Some of that is informed by a Kevin Pelton ESPN Insider article, indicating that Summer League adds a bit of predictive power to rookie performance but not to 2nd year players. It’s also plain that we just have less information on rookies, so new info relatively more valuable as is seeing them in a new team setting.

In order to get a quick and estimate on evaluating the stats out of SL, and maybe providing a bit of perspective, I re-calculated my Rookie performance draft model, first by substituting the SL stats for the college or European league stats and then used the SL stats to just update my original Rookie Model.

First the Summer League Only (SLO) run. The SLO model seems to match the buzz coming out of Vegas very well, with Lonzo Ball on top followed by Dennis Smith Jr, and Jayson Tatum, at two and three. Laker fans might want to frame this table with three Lakers prospects in the top 10.

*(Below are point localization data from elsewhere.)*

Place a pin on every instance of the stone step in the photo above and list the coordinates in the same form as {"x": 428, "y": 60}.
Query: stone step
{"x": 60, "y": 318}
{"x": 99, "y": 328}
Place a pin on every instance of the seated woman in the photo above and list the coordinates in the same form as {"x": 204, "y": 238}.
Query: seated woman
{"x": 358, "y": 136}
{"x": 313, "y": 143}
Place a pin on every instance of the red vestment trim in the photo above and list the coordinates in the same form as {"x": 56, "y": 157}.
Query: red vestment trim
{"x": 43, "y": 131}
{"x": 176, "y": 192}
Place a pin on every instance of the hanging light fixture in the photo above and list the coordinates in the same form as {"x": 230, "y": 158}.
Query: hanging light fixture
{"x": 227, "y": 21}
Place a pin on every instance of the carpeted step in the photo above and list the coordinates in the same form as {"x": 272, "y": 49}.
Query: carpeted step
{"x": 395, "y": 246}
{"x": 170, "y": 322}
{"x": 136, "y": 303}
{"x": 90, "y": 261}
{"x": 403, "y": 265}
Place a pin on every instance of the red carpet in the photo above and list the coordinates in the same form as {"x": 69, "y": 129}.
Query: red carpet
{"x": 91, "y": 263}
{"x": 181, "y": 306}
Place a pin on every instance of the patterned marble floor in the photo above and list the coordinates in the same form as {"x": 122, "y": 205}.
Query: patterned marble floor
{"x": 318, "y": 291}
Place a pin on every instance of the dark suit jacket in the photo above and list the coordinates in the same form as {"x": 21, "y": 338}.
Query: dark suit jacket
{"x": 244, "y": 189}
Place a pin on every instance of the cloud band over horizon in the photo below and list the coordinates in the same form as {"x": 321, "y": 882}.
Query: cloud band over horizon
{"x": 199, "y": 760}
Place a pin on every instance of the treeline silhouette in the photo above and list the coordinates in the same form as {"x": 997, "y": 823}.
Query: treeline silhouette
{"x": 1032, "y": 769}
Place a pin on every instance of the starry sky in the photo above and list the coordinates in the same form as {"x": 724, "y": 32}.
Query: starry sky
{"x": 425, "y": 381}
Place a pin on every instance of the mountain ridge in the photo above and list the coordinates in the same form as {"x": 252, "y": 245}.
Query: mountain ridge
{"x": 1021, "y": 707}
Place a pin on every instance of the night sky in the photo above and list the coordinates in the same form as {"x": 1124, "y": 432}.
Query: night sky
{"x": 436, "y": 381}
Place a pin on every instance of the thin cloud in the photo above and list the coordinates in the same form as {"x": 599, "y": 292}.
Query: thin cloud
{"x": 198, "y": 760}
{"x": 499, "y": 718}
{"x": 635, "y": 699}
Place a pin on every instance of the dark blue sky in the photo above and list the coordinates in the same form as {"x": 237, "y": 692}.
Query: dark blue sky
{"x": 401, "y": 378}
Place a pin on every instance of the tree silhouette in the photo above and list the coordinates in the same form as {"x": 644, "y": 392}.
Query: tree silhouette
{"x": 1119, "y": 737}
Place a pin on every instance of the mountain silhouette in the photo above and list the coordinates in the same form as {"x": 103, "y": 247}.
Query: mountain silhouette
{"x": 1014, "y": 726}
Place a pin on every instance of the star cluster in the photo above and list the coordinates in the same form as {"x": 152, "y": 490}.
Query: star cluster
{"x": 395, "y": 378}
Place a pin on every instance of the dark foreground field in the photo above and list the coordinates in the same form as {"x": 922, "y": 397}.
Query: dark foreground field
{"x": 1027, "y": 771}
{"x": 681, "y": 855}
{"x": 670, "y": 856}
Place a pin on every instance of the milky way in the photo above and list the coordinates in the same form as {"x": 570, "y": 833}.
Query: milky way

Of course, for reference I should add that the scale of the projections line up so that a 5 is roughly equal to average production, or a 0 in plus/minus terms. Indicating that the SLO model projects every rookie but Ball to be below average next year.

For Celtics fans SLO is more mixed, Tatum comes out the third best, Zizic performed respectably, and uh, Semi Ojeleye was also there.

It is hugely unfair to project Markelle Fultz based on what amounted to about 64 minutes of playing time. Though he was actually helped by the the regression I applied, since he had performed below average in his brief court time.

So then, how much to actually adjust our expectations, if at all? Going again based on the Pelton article, I ran the rookie model with the SL numbers added, weighted at a 25% of the pre-NBA numbers. This gives a much more realistic evaluation to Summer League importance.

For example, in the tables below ordered by the SL Updated Rookie Model (appropriately, perhaps- SLURM) Fultz is still appropriately in the top 2. And the most any player has been adjusted up is three tenths, and down is five tenths (again the model results are scaled so that it’s roughly the same as being projected to be .3 better in a plus/minus model).

And below is the 2nd half of the summer league rookies by SLURM:

Maybe, we can hold off on the Kuzma Rookie Of the Year ceremony and wait to bury Fultz or Zach Collins. At least until the second game of Preseason.